Sentence Order Prediction: Reject NSP; replace with sentence order prediction.
- Take two sentences next to each other
- Make model predict their order
Finetuning Data
SQuAD1.1, SQuAD2.0, MNLI, SST-2, RACE
Finetuning Method
Hyperparameters:
Dataset | Learning Rate | Batch Size | ALBERT Dropout Rate | Classifier Dropout Rate | Training Steps | Warmup Steps | Maximum Sequence Length |
---|---|---|---|---|---|---|---|
CoLA | $1 \times 10^{-5}$ | 16 | 0 | 0.1 | 5336 | 320 | 512 |
STS | $2 \times 10^{-5}$ | 16 | 0 | 0.1 | 3598 | 214 | 512 |
SST-2 | $1 \times 10^{-5}$ | 32 | 0 | 0.1 | 20935 | 1256 | 512 |
MNLI | $3 \times 10^{-5}$ | 128 | 0 | 0.1 | 10000 | 1000 | 512 |
QNLI | $1 \times 10^{-5}$ | 32 | 0 | 0.1 | 33112 | 1986 | 512 |
QQP | $5 \times 10^{-5}$ | 128 | 0.1 | 0.1 | 14000 | 1000 | 512 |
RTE | $3 \times 10^{-5}$ | 32 | 0.1 | 0.1 | 800 | 200 | 512 |
MRPC | $2 \times 10^{-5}$ | 32 | 0 | 0.1 | 800 | 200 | 512 |
WNLI | $2 \times 10^{-5}$ | 16 | 0.1 | 0.1 | 2000 | 250 | 512 |
SQuAD v1.1 | $5 \times 10^{-5}$ | 48 | 0 | 0.1 | 3649 | 365 | 384 |
SQuAD v2.0 | $3 \times 10^{-5}$ | 48 | 0 | 0.1 | 8144 | 814 | 512 |
RACE | $2 \times 10^{-5}$ | 32 | 0.1 | 0.1 | 12000 | 1000 | 512 |
Note there is a large range of hyperparameters that have been tested and optimised here.
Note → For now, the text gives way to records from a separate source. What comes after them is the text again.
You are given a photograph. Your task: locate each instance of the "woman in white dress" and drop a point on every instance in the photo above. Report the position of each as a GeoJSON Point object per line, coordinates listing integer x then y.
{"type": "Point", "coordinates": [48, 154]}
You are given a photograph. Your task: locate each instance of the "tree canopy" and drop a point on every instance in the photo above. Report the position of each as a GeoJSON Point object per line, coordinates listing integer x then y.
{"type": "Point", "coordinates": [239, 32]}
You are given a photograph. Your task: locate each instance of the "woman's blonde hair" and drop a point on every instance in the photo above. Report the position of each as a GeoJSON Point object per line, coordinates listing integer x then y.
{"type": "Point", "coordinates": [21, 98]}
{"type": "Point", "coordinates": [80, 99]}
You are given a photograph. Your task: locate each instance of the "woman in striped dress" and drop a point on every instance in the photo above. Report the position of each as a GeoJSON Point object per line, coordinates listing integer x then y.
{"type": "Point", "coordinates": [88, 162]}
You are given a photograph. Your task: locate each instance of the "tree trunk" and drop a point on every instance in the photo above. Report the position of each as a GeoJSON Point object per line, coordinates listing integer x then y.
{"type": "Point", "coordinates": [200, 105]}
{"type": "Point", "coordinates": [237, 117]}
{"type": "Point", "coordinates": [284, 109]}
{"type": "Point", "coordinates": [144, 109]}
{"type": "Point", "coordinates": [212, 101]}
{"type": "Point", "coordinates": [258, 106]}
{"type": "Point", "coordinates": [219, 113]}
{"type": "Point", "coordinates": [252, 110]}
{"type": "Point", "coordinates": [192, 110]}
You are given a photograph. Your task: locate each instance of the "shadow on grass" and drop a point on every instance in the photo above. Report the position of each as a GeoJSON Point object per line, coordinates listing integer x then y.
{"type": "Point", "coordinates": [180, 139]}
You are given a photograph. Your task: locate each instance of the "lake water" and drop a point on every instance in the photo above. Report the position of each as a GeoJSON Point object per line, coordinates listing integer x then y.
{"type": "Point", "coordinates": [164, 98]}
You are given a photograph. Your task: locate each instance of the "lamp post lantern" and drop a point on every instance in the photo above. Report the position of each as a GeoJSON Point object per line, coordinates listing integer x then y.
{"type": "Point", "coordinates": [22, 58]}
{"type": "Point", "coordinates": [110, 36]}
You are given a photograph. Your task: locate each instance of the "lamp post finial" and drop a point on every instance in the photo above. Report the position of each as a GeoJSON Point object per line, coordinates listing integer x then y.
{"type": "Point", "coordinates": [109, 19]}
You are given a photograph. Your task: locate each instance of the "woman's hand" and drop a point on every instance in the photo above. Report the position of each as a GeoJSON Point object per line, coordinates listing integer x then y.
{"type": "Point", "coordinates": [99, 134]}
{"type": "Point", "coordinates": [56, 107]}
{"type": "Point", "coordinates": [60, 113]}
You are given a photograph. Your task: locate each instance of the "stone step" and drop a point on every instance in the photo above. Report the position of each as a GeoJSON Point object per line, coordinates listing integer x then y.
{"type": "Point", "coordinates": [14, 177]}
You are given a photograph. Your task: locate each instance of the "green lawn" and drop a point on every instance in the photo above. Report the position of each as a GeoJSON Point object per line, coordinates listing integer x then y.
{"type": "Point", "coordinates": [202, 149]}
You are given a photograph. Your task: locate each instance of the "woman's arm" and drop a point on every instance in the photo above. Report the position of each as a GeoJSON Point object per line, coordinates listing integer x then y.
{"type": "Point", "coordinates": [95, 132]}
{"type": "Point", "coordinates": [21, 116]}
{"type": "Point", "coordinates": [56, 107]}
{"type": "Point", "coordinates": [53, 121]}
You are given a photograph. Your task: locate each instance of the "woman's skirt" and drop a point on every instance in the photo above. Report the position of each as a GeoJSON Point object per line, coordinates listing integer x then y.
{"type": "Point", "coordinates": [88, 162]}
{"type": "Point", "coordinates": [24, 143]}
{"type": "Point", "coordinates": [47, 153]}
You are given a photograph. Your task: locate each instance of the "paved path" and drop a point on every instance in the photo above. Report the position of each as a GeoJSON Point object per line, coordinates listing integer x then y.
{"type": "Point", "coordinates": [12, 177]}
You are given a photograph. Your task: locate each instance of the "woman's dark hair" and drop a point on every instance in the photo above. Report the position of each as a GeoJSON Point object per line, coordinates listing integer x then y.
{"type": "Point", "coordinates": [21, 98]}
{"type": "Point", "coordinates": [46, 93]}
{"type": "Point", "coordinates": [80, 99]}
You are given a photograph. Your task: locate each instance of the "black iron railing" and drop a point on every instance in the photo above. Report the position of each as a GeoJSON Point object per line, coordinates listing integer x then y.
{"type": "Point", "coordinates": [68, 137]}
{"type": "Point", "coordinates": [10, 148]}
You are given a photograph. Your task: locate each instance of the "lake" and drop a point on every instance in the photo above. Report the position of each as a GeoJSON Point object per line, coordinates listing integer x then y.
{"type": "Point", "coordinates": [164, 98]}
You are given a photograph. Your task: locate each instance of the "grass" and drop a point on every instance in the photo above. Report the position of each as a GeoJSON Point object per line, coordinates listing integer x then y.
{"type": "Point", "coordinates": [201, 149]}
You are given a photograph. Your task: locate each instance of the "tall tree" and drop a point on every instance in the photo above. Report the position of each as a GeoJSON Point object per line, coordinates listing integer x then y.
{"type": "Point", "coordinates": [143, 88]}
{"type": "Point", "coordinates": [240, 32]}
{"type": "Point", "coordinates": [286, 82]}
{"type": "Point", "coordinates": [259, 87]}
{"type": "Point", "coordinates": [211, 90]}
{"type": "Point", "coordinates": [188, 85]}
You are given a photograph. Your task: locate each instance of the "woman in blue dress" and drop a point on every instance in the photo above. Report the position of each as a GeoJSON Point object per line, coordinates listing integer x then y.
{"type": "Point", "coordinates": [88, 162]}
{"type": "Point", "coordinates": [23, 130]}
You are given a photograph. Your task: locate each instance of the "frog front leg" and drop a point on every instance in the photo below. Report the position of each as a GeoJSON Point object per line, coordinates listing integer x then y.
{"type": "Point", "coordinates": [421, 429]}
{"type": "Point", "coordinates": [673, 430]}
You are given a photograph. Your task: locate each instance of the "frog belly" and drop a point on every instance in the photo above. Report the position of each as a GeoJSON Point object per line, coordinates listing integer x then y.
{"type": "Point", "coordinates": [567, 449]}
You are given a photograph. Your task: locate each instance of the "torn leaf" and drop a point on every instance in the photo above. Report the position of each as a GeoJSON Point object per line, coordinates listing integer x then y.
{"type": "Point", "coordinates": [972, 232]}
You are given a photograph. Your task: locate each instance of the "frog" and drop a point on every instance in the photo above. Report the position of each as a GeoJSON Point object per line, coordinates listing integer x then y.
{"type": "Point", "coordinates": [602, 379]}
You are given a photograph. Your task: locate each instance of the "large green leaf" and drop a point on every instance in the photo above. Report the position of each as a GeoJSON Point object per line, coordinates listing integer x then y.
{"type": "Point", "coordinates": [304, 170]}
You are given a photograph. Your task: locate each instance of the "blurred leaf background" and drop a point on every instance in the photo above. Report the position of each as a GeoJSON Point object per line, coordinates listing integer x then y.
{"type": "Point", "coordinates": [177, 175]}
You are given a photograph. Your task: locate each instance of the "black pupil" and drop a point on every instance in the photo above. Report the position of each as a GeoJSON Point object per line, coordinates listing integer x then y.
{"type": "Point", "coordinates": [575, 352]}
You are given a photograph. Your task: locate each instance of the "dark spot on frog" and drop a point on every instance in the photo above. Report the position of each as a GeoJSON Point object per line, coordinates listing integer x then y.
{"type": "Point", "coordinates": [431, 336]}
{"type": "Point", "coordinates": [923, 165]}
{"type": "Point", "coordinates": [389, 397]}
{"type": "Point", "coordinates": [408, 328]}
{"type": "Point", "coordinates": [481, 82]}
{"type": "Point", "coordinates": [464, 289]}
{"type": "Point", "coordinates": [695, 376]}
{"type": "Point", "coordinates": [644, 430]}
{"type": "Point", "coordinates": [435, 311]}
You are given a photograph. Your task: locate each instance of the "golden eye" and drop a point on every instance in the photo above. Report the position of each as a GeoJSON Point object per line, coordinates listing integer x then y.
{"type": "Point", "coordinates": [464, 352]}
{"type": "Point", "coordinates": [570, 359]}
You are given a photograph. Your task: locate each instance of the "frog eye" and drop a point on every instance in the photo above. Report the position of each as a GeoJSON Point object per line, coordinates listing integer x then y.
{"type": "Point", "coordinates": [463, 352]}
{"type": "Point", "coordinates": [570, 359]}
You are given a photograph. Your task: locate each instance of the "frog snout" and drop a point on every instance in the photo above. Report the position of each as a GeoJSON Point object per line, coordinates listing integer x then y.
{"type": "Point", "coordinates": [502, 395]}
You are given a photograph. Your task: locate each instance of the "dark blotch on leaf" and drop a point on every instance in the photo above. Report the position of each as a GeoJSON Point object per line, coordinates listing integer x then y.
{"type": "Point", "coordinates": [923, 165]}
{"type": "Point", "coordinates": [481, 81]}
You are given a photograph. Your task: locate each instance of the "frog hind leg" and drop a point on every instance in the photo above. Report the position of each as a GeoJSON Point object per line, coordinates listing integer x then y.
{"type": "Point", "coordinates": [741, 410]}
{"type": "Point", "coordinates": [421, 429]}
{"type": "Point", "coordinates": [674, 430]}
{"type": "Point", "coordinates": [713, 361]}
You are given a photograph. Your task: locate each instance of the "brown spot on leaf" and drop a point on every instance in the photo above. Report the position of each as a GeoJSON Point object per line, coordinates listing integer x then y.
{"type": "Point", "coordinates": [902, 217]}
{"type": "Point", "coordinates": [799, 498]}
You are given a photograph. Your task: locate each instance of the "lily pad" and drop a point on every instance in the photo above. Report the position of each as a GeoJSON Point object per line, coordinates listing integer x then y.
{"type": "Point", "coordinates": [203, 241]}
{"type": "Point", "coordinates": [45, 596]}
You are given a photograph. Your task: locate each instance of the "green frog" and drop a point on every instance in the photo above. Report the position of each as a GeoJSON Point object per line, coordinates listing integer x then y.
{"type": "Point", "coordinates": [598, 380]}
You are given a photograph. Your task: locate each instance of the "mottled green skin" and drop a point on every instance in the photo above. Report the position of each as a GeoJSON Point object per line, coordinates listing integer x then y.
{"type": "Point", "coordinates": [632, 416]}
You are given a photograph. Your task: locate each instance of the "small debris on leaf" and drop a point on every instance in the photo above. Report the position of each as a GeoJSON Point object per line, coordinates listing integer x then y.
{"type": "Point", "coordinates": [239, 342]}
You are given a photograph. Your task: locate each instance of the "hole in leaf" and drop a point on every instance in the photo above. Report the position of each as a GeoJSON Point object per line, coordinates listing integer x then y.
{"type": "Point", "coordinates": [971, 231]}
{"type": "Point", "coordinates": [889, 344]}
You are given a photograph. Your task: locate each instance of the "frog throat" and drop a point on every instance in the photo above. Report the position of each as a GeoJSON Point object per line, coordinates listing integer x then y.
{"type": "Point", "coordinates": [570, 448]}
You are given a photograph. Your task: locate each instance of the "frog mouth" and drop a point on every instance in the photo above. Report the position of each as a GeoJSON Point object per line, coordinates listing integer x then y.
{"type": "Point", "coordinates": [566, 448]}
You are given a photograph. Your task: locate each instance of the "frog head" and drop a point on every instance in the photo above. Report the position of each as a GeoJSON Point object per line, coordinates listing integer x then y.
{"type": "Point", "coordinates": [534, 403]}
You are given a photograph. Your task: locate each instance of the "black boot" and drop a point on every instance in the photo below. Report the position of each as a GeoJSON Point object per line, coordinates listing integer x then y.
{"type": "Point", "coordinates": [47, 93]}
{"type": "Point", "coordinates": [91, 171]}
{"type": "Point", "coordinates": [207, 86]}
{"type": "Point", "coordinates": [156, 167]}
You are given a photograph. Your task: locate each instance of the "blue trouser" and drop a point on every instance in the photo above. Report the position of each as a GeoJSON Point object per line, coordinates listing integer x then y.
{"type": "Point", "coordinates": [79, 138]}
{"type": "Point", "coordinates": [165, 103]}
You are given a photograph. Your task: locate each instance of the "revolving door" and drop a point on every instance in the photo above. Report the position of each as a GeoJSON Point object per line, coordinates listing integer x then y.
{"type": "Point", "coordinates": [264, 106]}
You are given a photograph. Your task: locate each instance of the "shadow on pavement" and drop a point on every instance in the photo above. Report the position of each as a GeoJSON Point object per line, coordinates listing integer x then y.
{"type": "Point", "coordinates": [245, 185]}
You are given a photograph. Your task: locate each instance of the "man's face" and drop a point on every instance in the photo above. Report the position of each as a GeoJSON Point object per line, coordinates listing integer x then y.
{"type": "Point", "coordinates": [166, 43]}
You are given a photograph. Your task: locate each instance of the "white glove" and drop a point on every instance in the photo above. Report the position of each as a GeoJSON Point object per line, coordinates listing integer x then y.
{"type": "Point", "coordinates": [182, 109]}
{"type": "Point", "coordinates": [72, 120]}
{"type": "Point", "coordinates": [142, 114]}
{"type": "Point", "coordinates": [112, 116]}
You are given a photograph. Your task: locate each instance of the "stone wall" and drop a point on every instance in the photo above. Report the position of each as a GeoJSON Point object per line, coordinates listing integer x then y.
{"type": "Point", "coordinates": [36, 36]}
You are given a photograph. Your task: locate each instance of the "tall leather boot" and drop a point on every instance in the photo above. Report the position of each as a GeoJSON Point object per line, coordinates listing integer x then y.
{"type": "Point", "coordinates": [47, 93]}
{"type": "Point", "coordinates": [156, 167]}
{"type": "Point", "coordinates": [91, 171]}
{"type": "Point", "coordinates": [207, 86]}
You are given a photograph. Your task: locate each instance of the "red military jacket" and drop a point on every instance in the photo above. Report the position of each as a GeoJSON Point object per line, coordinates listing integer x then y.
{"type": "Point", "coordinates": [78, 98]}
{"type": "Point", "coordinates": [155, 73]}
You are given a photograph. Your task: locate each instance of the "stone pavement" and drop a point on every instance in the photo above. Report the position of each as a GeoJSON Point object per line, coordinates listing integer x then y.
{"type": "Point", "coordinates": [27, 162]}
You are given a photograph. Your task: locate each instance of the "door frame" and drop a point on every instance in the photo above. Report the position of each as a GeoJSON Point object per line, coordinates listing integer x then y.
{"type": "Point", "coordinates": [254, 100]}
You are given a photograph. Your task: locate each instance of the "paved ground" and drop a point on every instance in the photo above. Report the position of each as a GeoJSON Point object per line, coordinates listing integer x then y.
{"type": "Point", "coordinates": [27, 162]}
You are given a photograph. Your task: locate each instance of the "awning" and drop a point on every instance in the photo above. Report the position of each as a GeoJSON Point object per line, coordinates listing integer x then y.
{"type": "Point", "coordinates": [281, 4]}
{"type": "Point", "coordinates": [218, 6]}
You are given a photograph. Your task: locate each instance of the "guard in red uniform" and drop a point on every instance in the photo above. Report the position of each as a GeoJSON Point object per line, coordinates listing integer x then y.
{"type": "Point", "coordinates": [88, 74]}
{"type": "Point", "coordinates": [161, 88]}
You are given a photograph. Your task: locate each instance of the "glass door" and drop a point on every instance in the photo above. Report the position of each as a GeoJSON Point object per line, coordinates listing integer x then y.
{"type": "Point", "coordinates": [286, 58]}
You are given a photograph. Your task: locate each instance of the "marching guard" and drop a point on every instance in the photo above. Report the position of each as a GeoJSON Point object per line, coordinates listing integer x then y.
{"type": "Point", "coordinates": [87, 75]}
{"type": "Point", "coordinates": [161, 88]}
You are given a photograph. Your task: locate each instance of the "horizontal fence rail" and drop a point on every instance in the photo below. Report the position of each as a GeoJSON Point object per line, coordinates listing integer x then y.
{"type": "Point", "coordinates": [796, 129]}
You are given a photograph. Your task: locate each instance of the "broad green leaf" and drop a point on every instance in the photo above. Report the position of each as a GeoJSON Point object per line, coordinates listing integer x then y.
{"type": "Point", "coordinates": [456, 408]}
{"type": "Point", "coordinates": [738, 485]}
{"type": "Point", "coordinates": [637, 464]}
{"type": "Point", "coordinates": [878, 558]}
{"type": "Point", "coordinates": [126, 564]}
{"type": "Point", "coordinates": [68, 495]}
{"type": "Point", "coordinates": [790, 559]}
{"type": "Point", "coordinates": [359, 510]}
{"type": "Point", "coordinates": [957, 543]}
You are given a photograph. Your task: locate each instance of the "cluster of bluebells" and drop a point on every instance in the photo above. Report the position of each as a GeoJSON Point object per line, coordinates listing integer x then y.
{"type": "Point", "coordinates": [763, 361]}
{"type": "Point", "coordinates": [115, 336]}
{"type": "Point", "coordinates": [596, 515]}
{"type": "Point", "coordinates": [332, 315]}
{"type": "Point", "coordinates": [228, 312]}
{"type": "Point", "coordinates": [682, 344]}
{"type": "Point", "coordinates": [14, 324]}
Reportedly these hyperparameters were inspired by BERT, XLNET and RoBERTa hyperparameters, but the overlap is not clear. How much computation was put into hyperparameter search?
Evaluation
Report Median Result over five runs.
Evaluation Datasets
SQuAD1.1, SQuAD2.0, MNLI, SST-2, RACE
Evaluation Results
Model Name | Average | SQuAD1.1 | SQuAD2.0 | MNLI | SST-2 | RACE |
---|---|---|---|---|---|---|
ALBERT-base | 80.1 | 89.3/82.3 | 80.0/77.1 | 81.6 | 90.3 | 64.0 |
ALBERT-large | 82.4 | 90.6/83.9 | 82.3/79.4 | 83.5 | 91.7 | 68.5 |
ALBERT-xlarge | 85.5 | 92.5/86.1 | 86.1/83.1 | 86.4 | 92.4 | 74.8 |
ALBERT-xxlarge | 91.0 | 94.8/89.3 | 90.2/87.4 | 90.8 | 96.9 | 86.5 |
Author’s Conclusions
- Although ALBERT has less parameters than BERT, it can easily be more computationally expensive.
- Sparse Attention (Child et al 2019) and Block Attention (Shen et al 2018) should be investigated.
- Try efficient language modelling (Yang et al 2019) and Hard Example Mining (Mikolov et al 2013).
- Sentence order prediction is alright, but there may be many more self-supervised methods to try out.